After three weeks in a coma, Vicky regained consciousness. She couldn’t walk or speak but as time went by, the child began to recover. Eventually Crystal brought Vicky to the BSH so her colleagues could see the little girl. One young male employee leaned inside the car to get a look at the child. Vicky screamed and kicked.
Crystal believed the tire marks on her child’s face would reveal who had run her over. She took impressions of the tires of the delivery vehicles at the BSH, and kept meticulous records, which she brought to the police. She insisted police release Hardman which they did: the blood on his tire was revealed to be fish blood. Police informed Crystal that Vicky’s “accident” was not a criminal matter, but a civil issue.
Three years later Crystal found an article in, ironically, the BSH, about a man named Paul McDonald, an expert on tire mark forensics. McDonald was the chief designer for the Firestone Tire Company and had published a book using his expertise in tire mark forensics. McDonald was no stranger to tire marks in human flesh. McDonald was amazed at Crystal’s insight in taking tire impressions of all the vehicles at the BHP. The last 3 imprints were of interest. The imprints on Vicky’s face in photographs looked similar. The marks on Vicky’s face matched the tires of a vehicle that had been driven by a man with the pseudonym Bob Jones. Jones had been the man who spoke to Vicky three years earlier when she reacted violently.

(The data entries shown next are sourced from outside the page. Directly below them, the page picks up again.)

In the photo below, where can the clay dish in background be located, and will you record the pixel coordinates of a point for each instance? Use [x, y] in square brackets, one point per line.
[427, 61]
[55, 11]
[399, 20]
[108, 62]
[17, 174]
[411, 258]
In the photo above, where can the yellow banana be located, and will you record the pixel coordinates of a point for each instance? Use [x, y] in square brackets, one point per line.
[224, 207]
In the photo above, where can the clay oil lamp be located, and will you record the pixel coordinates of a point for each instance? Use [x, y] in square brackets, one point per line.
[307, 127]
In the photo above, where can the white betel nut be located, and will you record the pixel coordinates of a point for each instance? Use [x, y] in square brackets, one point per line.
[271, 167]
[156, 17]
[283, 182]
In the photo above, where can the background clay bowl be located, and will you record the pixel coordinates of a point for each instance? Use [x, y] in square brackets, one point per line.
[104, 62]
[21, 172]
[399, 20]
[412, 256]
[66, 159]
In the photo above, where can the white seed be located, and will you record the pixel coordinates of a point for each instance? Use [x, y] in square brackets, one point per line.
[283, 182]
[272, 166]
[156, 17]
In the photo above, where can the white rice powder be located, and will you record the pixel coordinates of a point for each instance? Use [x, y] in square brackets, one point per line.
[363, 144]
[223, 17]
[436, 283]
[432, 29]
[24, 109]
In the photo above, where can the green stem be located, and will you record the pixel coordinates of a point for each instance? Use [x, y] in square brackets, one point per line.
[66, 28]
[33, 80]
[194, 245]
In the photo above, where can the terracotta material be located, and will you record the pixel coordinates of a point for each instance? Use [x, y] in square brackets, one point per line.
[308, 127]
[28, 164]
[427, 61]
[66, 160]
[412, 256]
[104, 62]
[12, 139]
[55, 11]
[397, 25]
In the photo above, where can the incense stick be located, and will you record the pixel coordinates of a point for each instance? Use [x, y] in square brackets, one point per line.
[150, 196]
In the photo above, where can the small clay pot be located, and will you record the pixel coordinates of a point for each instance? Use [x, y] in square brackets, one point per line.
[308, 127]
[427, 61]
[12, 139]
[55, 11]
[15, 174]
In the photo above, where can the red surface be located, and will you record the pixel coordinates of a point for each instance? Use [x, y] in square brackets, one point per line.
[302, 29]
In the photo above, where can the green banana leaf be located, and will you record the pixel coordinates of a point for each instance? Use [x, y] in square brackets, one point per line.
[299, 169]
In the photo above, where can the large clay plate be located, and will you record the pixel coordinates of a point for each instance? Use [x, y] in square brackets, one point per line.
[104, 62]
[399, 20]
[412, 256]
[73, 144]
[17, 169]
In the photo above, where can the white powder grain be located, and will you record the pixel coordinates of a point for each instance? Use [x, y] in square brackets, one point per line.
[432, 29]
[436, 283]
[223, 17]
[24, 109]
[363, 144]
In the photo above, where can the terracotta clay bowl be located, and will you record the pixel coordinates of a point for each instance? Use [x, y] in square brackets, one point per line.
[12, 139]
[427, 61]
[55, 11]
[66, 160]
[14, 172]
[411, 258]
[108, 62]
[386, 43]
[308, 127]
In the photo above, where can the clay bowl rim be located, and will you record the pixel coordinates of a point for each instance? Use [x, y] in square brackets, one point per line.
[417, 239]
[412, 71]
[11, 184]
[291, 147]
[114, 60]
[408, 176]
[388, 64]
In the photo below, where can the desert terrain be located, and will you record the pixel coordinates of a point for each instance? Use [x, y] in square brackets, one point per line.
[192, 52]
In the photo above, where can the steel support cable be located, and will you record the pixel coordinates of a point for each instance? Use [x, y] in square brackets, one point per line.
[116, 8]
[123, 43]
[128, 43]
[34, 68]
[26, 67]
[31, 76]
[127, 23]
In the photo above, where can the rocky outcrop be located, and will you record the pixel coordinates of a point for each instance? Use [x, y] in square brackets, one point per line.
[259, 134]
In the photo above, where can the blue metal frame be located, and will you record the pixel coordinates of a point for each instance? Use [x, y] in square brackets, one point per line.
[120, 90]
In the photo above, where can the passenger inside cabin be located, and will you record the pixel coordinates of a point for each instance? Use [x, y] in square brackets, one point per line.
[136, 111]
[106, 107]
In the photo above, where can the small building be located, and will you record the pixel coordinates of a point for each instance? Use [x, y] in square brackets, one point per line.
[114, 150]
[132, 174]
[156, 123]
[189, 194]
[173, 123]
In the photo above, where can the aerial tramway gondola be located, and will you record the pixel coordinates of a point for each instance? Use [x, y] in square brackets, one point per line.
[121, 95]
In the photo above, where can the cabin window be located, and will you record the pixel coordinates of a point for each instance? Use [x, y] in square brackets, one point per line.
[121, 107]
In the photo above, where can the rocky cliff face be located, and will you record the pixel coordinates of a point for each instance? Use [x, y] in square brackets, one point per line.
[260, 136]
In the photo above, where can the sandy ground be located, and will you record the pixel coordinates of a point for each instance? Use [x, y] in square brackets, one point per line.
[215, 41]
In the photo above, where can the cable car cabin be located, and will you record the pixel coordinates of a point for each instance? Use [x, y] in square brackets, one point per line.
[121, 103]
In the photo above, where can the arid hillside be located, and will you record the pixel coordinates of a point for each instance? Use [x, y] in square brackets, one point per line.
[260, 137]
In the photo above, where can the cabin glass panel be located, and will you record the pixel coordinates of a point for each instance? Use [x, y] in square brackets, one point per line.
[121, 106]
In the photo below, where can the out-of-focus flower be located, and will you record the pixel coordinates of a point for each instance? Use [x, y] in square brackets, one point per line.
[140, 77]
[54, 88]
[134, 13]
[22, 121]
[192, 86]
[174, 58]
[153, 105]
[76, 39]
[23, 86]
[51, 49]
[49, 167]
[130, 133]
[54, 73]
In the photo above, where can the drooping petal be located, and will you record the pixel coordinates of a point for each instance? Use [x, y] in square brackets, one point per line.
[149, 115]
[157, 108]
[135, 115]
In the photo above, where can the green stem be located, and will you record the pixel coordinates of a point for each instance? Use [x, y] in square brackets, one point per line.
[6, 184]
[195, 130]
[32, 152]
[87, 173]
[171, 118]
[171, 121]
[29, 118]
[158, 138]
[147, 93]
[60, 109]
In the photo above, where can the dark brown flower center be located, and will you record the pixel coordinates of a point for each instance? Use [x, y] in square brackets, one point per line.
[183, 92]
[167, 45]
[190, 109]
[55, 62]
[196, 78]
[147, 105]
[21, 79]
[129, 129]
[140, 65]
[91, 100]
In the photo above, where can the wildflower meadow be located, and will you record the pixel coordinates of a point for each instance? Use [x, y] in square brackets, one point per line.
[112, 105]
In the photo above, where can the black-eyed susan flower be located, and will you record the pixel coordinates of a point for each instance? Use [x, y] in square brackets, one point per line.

Crystal filed suit against BSH for not taking proper action after her child had been struck down by one of their drivers. Little Vicky needed dozens of surgeries to restore her sight, hearing and sense of balance. However she was permanently disfigured and would speak with a speech impediment for the rest of her life. For her part, Vicky always remembered the accident. She remembered her mother’s supervisor telling her to play in the parking lot and how she went behind a truck and played in the sand. Jones then backed over the child, then sped away. He claimed not to have realized he’d hit the child but Vicky claims she saw him looking at her in the rear view mirror. Jones made the peculiar comment to Crystal that he didn’t think he hit Vicky but if he did he “was sorry.” Well that makes it all better.
BSH offered to pay $750,000.00 for Vicky’s care. Crystal accepted. Had Crystal Lyons not taken photographs of her child’s face on the day of the accident, and had she not take tire imprints of the delivery vehicles at BHP, the case would never have been resolved. Personally I think Chad the supervisor and Jones should have been fired. Jones should have been sent to prison.
Vicky Lyons, a brave beautiful girl, was determined to make the most of her life. Eventually she moved to Charlotte, North Carolina and became a professional wrestler. She worked for the Highspots Wrestling School of Charlotte, NC and was a student the Arts Institute of Charlotte, where she was studying Mass Media. Sadly, Vicky died in 2011, at the young age of 34. Both her mother and her father outlived their daughter. The Lyons family had the unfortunate legacy of early deaths. In 2014, William Lyons died of cancer at the age of 61.
As a teenager Vicky stated she didn’t like going out of the house because she didn’t “like the way people make [me] feel.” Too bad she had been sent out into the parking lot to play at the BSH.